There’s a slow but inexorable shift taking place in writing. Actually this shift encompasses more than just writing because it has to do with information in all its forms and configurations. I’m talking about the manner in which we store information.
It used to be that books were the main storage unit in keeping information from disappearing. When asked, why do we write, authors frequently answered, “to put the information I have to offer in a permanent form.” That applied mainly to nonfiction, but really applied to fiction as well. Libraries exist to store the information, to hold the books so that anyone can access all the facts, all the news and all the material they want. Books have been and still are the ultimate; the end of the information storage line. For a long time, that was all there was.
Before books, humans kept information in their brains. The elders of a group of early humans (a family or tribe or whatever) knew all there was to know, and they passed it on to their younger counterparts. Some concepts were put into stories and told and re-told within the group, and some of these became legends that survived for millenia. Eventually, when the ability to write developed, information such as stories and other necessities of the culture came to be written down, sometimes in stone, sometimes on papyrus, and many of these survived for years. Monks of the early Christian era copied the Bible by hand, and the development of the printing press made the expression of the written word much easier, though it didn’t alter the fact that information was still being written and stored on large pieces of paper.

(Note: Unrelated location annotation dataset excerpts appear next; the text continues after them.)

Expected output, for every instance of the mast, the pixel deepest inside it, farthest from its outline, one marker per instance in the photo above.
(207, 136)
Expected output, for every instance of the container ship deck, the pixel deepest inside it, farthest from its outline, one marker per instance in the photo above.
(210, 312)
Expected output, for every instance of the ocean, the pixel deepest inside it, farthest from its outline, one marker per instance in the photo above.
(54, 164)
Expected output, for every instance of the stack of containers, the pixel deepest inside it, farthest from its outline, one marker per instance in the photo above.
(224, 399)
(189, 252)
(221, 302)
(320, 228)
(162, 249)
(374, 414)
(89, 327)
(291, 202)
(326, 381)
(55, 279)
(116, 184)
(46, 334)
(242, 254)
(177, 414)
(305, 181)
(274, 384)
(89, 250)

Now we’re looking at a new development in the storage of information: the digital form. Whole books, the Bible included, can be stored on a small chip no larger than a pencil point. Books still exist, sure, and there are zillions out there, and we continue to produce them, but their days are numbered. The Library of Congress exists to keep a copy of every book published in its paper format, but that Library is doomed. Soon libraries will exist only in cyberspace and we will be able to access anything we want without having to visit the actual building.

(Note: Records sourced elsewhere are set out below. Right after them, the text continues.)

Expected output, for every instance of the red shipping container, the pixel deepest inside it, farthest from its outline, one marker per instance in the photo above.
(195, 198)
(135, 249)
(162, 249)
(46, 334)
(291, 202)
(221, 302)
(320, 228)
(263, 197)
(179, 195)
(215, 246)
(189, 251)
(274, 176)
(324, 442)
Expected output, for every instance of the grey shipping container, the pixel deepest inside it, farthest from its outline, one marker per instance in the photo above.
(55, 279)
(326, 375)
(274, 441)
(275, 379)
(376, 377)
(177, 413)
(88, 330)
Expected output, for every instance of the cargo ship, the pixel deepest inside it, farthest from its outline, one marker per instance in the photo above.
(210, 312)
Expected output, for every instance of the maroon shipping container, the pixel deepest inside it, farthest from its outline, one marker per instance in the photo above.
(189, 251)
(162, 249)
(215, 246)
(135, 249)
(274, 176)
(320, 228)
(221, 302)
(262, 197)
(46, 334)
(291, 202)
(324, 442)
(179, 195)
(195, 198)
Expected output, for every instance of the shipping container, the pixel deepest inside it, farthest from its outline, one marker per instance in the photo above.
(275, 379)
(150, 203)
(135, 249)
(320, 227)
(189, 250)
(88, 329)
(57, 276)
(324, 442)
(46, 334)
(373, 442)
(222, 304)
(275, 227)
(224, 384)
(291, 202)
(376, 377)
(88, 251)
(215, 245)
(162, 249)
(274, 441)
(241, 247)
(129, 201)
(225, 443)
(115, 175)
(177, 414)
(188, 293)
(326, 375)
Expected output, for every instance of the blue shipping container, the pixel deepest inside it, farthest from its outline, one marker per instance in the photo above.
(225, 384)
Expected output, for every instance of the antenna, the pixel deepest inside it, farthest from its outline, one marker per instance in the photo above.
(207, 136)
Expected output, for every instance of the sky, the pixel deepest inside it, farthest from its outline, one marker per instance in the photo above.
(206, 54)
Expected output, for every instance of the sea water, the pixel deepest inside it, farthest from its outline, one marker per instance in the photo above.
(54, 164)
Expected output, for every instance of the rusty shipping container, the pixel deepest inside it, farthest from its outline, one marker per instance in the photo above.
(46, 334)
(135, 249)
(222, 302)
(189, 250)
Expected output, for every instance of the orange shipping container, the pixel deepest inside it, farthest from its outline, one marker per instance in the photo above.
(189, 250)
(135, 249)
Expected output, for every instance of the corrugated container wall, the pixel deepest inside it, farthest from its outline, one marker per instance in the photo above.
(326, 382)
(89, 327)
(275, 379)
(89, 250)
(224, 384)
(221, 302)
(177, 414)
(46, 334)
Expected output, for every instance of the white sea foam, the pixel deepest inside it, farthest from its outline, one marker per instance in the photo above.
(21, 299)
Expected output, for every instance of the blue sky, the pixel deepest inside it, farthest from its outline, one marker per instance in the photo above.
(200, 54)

Whether this is good or not, I cannot say. It is, however, inevitable. I can’t imagine that all books will be gone in a hundred years–even that seems much too short a time. But books as the main storage of all human knowledge will be phased out sooner or later. Right now, we can get a huge amount of information from the internet, but not everything is online. The library is still an important place for research. Much of the highly esoteric and abstruse information on many subjects is not online, and books are still required. For example, I wanted to research details of the humans that inhabited North America around 15,000 years ago for a novel I wrote, and though I looked seriously online, I still had to visit the library to pick out the tiny details I really needed. Those details were embedded in several large volumes, not available online.
What’s it going to be like living in a society without books? Books have been around for so long. Even the Romans had compilations of data that could be said to be the precursor of a “book.” Those of us who write (and hopefully publish) books would be really disconcerted to find a society without a book to be had. Yet it seems inevitable. Like it or not, we are at the beginning of the digital conversion. In fact, some books nowadays are published only digitally, and no physical “book” exists. No ink on paper, just pixels on a screen.